The effective number of neutrino types (Neff) goes from 3.11 ± 0.25 with Planck data alone to 3.09 ± 0.25 with the addition of this measurement. But, as of 2015, the constraint with Planck data and other data sets was 3.04 ± 0.18 (even in 2014 cosmology ruled out sterile neutrinos). Neff equal to 3.046 in a case with the three Standard Model neutrinos and neutrinos with masses of 10 eV or more not counting in the calculation. It isn't entirely clear what the Neutron Star measurement of Hubble's constant adds, if anything, to the combined estimates, but it might, for example, slightly reduce the margin of error which would increase the significance by which the four neutrino case was ruled out. Neff and the Hubble constant are strongly correlated, but the combination value for Hubble's constant is very close to the new value from this observation.

So, the four neutrino case is ruled out at a more than 5.3 sigma level already, which is a threshold for a scientific discovery that there are indeed only three neutrinos with masses of 10 eV or less, ruling out the sterile neutrino hypothesis for a stable sterile neutrino of under 10 eV (when a best fit of potential anomalies from reactors predicts a sterile neutrino mass of about 1 eV also here). A 2015 pre-print on notes that:
The 95% allowed region in parameter space is Neff < 3.7, meff s < 0.52 eV from PlanckTT + lowP + lensing + BAO. This result has important consequences for the sterile neutrino interpretation of short-baseline anomalies. It has been shown that a sterile neutrino with the large mixing angles required to explain reactor anomalies would thermalize rapidly in the early Universe, yielding ∆Neff = 1. The preferred short-baseline solution then corresponds to ms of about 1 eV and ∆Neff = 1 and is strongly excluded (more than 99% confidence) by the above combination of Planck and BAO data.
UPDATE October 19, 2017

* The MINOS and MINOS+ reactor experiments rule out a light sterile neutrino, confirming the cosmology result. The abstract of a new pre-print on their results states that:

"A simultaneous fit to the charged-current muon neutrino and neutral-current neutrino energy spectra in the two detectors yields no evidence for sterile neutrino mixing using a 3+1 model. The most stringent limit to date is set on the mixing parameter sin2θ24 for most values of the sterile neutrino mass-splitting Δm241>104 eV2."
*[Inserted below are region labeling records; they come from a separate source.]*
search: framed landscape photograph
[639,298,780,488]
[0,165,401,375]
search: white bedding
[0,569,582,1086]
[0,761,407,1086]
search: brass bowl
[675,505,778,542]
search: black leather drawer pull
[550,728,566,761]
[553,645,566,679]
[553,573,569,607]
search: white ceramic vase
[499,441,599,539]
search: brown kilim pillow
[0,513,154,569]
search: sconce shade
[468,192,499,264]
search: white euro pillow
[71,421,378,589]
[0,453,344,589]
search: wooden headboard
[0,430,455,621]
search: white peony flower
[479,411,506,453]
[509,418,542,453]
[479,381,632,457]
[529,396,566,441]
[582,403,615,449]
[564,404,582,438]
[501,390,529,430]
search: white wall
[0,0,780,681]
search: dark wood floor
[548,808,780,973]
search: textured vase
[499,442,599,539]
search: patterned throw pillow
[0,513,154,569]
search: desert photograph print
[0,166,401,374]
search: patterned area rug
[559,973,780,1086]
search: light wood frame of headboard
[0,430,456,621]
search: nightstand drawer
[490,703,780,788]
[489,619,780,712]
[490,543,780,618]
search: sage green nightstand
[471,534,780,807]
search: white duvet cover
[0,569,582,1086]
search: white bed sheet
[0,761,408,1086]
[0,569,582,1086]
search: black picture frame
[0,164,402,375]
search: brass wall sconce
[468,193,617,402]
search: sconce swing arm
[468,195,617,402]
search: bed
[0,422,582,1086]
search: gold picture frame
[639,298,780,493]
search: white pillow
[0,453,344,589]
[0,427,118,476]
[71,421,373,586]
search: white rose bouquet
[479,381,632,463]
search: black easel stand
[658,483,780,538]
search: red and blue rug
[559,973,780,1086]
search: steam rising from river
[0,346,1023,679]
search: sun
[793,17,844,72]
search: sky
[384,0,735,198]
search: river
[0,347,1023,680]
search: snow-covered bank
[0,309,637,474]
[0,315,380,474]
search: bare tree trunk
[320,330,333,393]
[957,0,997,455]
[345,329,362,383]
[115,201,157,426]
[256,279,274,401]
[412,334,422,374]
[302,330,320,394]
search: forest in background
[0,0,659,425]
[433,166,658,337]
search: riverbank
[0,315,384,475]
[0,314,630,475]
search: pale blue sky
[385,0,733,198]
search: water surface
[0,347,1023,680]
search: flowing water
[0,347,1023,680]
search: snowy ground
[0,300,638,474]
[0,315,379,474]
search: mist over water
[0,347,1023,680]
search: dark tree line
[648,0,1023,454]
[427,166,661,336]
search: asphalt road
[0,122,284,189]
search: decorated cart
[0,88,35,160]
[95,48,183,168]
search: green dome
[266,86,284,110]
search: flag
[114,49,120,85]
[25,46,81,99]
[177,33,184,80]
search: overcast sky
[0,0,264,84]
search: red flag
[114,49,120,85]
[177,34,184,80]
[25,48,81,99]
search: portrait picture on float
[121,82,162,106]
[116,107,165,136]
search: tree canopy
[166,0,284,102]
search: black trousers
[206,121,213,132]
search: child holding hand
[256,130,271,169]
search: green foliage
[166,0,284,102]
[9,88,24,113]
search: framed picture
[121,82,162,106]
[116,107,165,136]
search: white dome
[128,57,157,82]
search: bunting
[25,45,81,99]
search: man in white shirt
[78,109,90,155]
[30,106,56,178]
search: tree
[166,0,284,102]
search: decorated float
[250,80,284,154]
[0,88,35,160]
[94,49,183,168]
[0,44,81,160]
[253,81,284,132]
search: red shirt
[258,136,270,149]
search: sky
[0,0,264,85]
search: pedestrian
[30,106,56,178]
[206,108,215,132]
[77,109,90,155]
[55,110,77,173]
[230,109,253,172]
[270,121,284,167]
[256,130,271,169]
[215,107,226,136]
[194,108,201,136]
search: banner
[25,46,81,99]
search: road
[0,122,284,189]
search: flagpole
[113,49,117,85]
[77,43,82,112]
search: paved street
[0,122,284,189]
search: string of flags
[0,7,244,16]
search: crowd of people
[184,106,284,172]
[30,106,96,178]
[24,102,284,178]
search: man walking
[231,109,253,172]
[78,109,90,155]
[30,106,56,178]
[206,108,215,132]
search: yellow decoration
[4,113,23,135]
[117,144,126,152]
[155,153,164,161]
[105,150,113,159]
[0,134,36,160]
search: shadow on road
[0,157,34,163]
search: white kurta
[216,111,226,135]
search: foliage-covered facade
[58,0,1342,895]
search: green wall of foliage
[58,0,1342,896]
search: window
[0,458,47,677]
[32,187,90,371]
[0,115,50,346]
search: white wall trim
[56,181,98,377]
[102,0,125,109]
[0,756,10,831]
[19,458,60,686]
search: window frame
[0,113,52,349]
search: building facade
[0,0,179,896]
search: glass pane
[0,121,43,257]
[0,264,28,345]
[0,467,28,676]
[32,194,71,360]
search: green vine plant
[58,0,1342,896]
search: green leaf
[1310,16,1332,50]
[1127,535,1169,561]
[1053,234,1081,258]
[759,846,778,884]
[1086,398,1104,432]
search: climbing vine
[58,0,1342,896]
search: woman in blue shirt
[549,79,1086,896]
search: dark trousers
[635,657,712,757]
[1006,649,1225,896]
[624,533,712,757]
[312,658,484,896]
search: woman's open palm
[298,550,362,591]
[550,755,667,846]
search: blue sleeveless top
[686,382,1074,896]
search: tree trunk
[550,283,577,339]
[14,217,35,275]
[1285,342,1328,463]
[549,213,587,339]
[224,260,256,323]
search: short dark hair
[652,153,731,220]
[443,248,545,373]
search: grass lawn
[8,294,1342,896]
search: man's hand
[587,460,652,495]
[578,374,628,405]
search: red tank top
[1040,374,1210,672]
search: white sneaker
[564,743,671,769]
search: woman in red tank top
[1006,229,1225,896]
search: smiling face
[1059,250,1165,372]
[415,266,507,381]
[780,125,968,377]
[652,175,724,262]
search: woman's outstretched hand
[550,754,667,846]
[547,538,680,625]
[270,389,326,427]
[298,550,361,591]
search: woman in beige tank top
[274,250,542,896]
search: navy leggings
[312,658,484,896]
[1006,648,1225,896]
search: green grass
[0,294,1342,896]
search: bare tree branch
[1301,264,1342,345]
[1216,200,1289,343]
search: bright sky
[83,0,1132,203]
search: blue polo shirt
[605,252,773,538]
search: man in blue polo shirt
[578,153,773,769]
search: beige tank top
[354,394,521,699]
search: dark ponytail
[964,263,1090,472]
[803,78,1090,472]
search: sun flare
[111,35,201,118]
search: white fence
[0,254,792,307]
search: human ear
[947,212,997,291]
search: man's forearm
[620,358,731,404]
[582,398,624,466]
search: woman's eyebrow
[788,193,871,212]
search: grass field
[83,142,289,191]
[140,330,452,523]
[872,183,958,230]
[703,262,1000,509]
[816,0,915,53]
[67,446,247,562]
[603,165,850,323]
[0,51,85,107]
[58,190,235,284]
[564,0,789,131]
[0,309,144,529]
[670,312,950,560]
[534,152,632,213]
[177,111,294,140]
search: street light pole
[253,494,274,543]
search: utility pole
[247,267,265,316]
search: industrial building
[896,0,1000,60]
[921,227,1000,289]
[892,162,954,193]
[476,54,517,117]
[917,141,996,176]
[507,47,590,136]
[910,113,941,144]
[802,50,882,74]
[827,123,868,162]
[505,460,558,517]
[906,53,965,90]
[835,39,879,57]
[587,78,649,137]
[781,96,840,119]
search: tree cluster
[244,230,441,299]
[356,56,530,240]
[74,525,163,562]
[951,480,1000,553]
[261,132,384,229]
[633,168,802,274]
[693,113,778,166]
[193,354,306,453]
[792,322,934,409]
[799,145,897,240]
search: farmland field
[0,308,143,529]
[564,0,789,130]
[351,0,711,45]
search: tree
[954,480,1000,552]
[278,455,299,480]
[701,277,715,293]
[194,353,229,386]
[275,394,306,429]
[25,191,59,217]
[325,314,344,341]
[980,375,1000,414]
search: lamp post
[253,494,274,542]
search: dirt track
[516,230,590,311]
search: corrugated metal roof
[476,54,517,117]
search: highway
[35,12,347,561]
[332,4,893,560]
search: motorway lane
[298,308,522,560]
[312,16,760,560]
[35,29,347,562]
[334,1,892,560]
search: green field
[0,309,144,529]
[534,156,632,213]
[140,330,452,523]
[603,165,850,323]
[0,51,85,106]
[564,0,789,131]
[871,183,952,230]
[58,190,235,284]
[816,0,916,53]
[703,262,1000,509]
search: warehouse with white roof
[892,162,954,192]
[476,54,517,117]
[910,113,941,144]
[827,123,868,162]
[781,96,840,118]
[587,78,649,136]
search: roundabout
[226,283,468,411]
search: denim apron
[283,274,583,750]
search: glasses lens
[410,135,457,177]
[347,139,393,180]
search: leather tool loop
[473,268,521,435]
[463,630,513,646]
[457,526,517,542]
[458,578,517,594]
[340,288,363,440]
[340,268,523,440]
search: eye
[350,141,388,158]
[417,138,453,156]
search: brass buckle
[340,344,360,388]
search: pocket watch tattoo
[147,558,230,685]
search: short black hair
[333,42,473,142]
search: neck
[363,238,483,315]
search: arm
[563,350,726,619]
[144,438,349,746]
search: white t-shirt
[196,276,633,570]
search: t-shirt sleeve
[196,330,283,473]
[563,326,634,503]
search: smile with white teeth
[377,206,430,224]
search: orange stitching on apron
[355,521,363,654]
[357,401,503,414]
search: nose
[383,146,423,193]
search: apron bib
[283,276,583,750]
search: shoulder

The MINOS data explores a range of values for Δm41 between the lightest mass state and the sterile neutrino mass state of 10 meV to 32,000 meV, where the bounds on the sum of the three neutrino masses from cosmology in the currently experimentally preferred normal hierarchy is 60 meV to 110 meV. For example, the MINOS data shows that:
At fixed values of ∆m241 the data provide limits on the mixing angles θ24 and θ34. At ∆m241 = 0.5 eV2, we find sin2θ24 less than [0.0050 (90% C.L.), 0.0069 (95% C.L.)] and sin2θ34 less than [0.16 (90% C.L.), 0.21 (95% C.L.)].
* Weak boson decays have long ago ruled out the possibility of a number of weakly interacting neutrinos different than three. The number of weakly interacting neutrinos of less than 45 GeV upon Z boson decay is 2.992 ± 0.007 (with a mean value 1.14 sigma from 3) which is consistent with the Standard Model, in a quantity that must have an integer value. The two neutrino and four neutrino hypotheses are ruled out at the 140+ sigma level, when a mere 5 sigma result is considered scientifically definitive.